Le principe de toute déséquilibration est peut-être moral et social. La plupart des esprits déséquilibrés manquent de sentiments altruistes ; l’éducation et la suggestion auraient pu, en développant chez eux ces sentiments, rétablir l’équilibre intérieur. L’un des traits caractéristiques du criminel, c’est l’absence totale du sentiment de la pitié ; or, il est inadmissible de supposer qu’une éducation appropriée ne puisse pas développer ce sentiment, même chez l’être le plus mal doué, à un degré plus ou moins rudimentaire peut-être, assez cependant pour modifier sa conduite. On peut même, au fond de toute folie, découvrir une certaine part à l’insociabilité, car la folie a pour symptôme constant un grossissement exagéré et une préoccupation exclusive du moi.

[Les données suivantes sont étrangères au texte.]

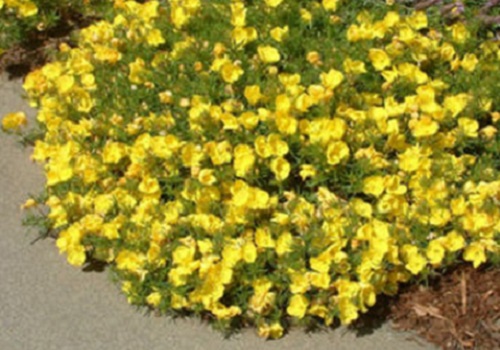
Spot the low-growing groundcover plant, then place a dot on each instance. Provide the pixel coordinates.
(270, 162)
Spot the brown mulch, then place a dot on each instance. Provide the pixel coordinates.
(36, 49)
(459, 310)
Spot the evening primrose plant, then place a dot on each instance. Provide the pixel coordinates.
(270, 162)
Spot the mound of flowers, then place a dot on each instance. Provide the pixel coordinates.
(270, 162)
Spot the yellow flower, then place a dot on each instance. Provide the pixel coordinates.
(297, 306)
(379, 59)
(268, 54)
(263, 238)
(306, 171)
(423, 127)
(273, 3)
(14, 121)
(238, 14)
(332, 79)
(456, 104)
(284, 243)
(468, 126)
(447, 52)
(459, 32)
(244, 35)
(469, 62)
(249, 120)
(336, 152)
(273, 331)
(28, 9)
(154, 299)
(320, 279)
(155, 38)
(244, 159)
(415, 262)
(149, 185)
(314, 58)
(278, 33)
(330, 4)
(129, 260)
(354, 67)
(374, 185)
(475, 253)
(206, 177)
(137, 71)
(348, 311)
(76, 255)
(249, 252)
(222, 312)
(362, 208)
(230, 72)
(277, 146)
(435, 252)
(252, 94)
(418, 20)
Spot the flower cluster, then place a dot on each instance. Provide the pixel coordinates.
(271, 159)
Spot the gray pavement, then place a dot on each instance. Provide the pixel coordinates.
(47, 304)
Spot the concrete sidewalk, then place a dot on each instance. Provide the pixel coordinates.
(47, 304)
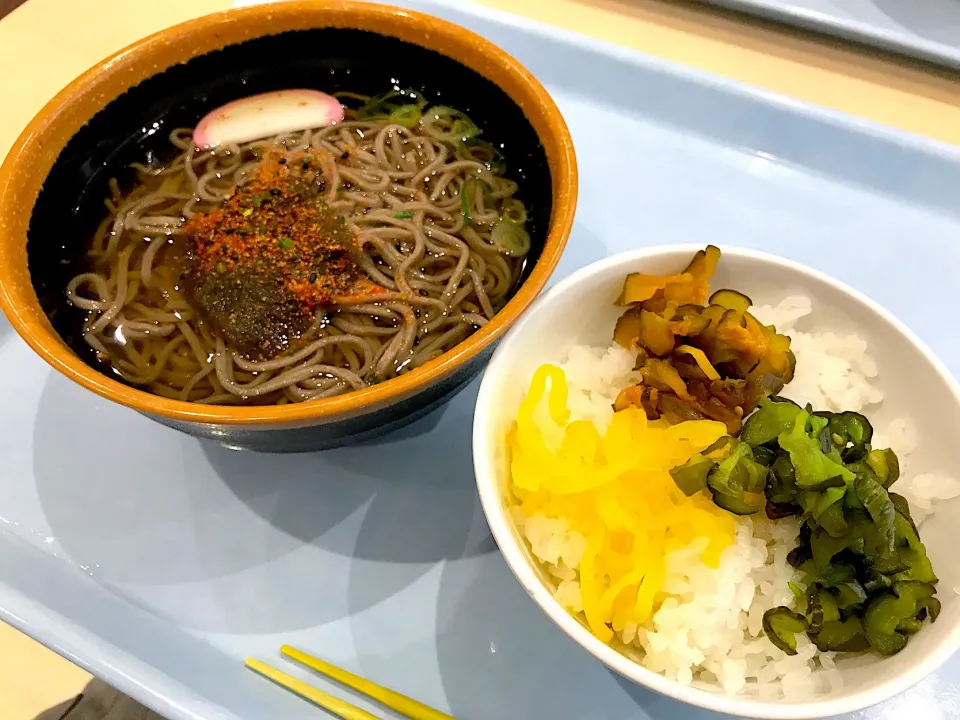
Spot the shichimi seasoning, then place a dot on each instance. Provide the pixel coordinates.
(263, 262)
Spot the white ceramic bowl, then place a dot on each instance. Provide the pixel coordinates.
(580, 310)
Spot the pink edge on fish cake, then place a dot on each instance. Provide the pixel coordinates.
(265, 115)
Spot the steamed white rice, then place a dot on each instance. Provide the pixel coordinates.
(709, 629)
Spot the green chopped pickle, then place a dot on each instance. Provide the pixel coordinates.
(864, 580)
(782, 625)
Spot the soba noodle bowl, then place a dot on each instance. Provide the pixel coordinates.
(437, 230)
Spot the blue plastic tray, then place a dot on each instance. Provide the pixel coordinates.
(158, 562)
(924, 29)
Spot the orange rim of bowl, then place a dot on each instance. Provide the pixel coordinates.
(25, 169)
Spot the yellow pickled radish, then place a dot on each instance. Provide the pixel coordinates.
(614, 488)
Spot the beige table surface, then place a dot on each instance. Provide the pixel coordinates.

De la vanité extrême à la folie il n’y a souvent qu’un degré ; or la vanité, l’orgueil, le premier des péchés capitaux, est une forme d’égoïsme insociable ; celui chez qui les sentiments altruistes sont suffisamment développés apprécie à leur juste valeur les mérites d’autrui, et trouve ainsi un contrepoids au sentiment de ses mérites personnels. Par la suggestion morale et sociale, on peut même empêcher la formation de l’idée fixe chez les monomanes du crime et de la folie, — idée fixe dont les éléments se rassemblent le plus souvent dès le jeune âge. Savoir moraliser les gens, ce serait donc pouvoir introduire l’équilibre non seulement dans leur conduite, mais encore dans leur intelligence et jusqu’au plus profond d’eux-mêmes ; et cet équilibre est en même temps harmonie avec autrui, sociabilité.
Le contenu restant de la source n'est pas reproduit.